Samsung teaches America about the
selfie. Samsung bought more than five minutes of
commercial time during the Oscars broadcast, but it was a selfie
and a tweet that sparked a frenzy of attention. The company gave
Academy Awards host Ellen DeGeneres a white Samsung Galaxy Note 3,
which she used to
snap a picture of herself and a host of celebs. The subsequent
tweet racked up more than 3 million retweets in two days.
The Wall Street Journal jumps into the native-ad
game. The Journal's push into native advertising might
seem like an also-ran after the Times if it weren't for the paper's
Editor-In-Chief Gerard Baker calling the practice a "Faustian pact"
-- that's a deal with the devil -- less than six months earlier. On
the eve of the Journal introducing native ads to its website,
Mr. Baker told Ad Age, "I am confident that our readers will
appreciate what is sponsor-generated content and what is content
from our global news staff."
Wired and Netflix impress with splashy native
ad. The Times was praised in June for its native ad about
women's prisons for the Netflix series "Orange is the New Black,"

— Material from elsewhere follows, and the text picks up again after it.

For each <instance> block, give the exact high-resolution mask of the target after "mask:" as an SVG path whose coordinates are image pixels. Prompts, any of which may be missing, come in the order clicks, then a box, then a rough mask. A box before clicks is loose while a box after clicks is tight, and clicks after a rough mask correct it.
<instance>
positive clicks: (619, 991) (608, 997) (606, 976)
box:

but Wired magazine actually beat the Times to this high-water mark
of native-ad quality when the Conde Nast title
published an article on its website about the future of TV. The
article was from Netflix and would help set off a cascade of
snazzy-looking native ads from other brands and publishers.

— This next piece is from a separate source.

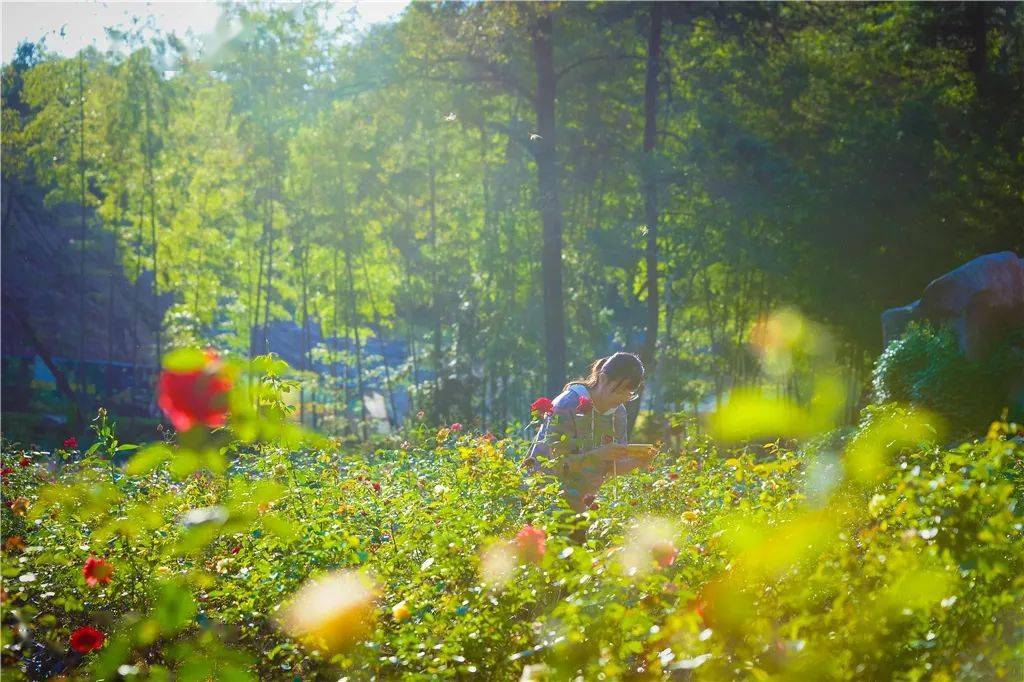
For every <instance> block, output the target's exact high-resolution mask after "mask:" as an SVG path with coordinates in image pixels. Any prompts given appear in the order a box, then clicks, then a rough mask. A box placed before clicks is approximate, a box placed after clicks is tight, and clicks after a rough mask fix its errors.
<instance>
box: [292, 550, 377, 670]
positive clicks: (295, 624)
mask: <svg viewBox="0 0 1024 682" xmlns="http://www.w3.org/2000/svg"><path fill="white" fill-rule="evenodd" d="M376 601H377V590H376V588H375V587H374V585H373V583H372V582H371V581H370V579H368V578H367V577H366V576H364V574H361V573H356V572H352V571H348V570H338V571H335V572H332V573H327V574H326V576H322V577H319V578H317V579H315V580H311V581H309V582H307V583H306V584H305V585H303V586H302V587H301V588H300V589H299V591H298V592H297V593H296V594H295V595H294V597H293V598H292V599H291V600H290V601H289V603H288V604H287V605H286V606H285V607H284V608H282V611H283V612H282V615H281V619H280V622H279V623H280V627H281V628H282V630H284V632H285V633H286V634H288V635H289V636H290V637H293V638H295V639H297V640H299V641H300V642H302V643H303V644H305V645H306V646H308V647H310V648H314V649H318V650H321V651H323V652H325V653H328V654H333V653H337V652H339V651H343V650H345V649H346V648H348V647H350V646H351V645H353V644H355V643H356V642H358V641H359V640H361V639H362V638H364V637H366V635H367V634H369V633H370V631H371V629H372V628H373V625H374V617H375V615H376V612H377V608H376Z"/></svg>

Content marketing comes up empty at Cannes.
Eleven campaigns earned Gold Lions in the three-year-old
branded-content category at Cannes this year, but none of them took
home a Grand Prix. It was the first time since 1995 that no top
honor was awarded in a category at Cannes. Several months later,
Ad Age asked why.
Business-to-business marketers struggle to prove ROI of
content marketing. A study released in July threw a little
cold water on the content-marketing hype. Just over half -- 51% --
told researchers from Forrester that their content-marketing
efforts are only somewhat effective.
John Oliver skewers native advertising. When it
seemed the only people who cared about native ads were marketers
and media executives, comedian John Oliver dedicated 11 minutes of
his half-hour HBO show "Last Week Tonight" to lampooning the
practice. (The video now has more than 3 million views on YouTube.)
Execs from Time Inc. and The New York Times are among those Mr.
Oliver calls out.
BuzzFeed raises $50 million. The website with a
business model based almost entirely on native-advertising
got a $50 million investment from prominent venture-capital
firm Andreesen Horowitz. That values the company at roughly $850
million. Also in August, BuzzFeed named a new president, Greg
told Ad Age about his visions of combining native ads with
programmatic ad-selling technology.
Kraft gets boffo ROI on
content. Julie Fleischer, Kraft's director of data,
content and media,
said at this year's Content Marketing World conference that the
company now generates the equivalent of 1.1 billion ad impressions
a year and a four-times-better return-on-investment through content
marketing than through even targeted advertising.
Native ads goose quarterly earnings. Thanks to
brands' interest in content marketing,
third-quarter earnings reports showed that the practice of
making ads look like non-commercial content was driving revenue
gains at a variety of media companies, from The New York Times to
LinkedIn. The Times, for instance, reported a 16.5% increase in
digital-ad revenue during the third quarter compared with the same
time last year. And LinkedIn saw third-quarter ad revenue of $109
million, a 45% increase over the previous year.
Verizon's content marketing
experiment ends abruptly -- and with a black eye. In
December, Verizon Wireless
shuttered its content marketing site SugarString just two
months after the site's introduction. The closure came after the
site's editor reportedly told aspiring writers that coverage of net
neutrality and espionage were not allowed on the site. Verizon
denied the claim, but the damage was done and the site dead.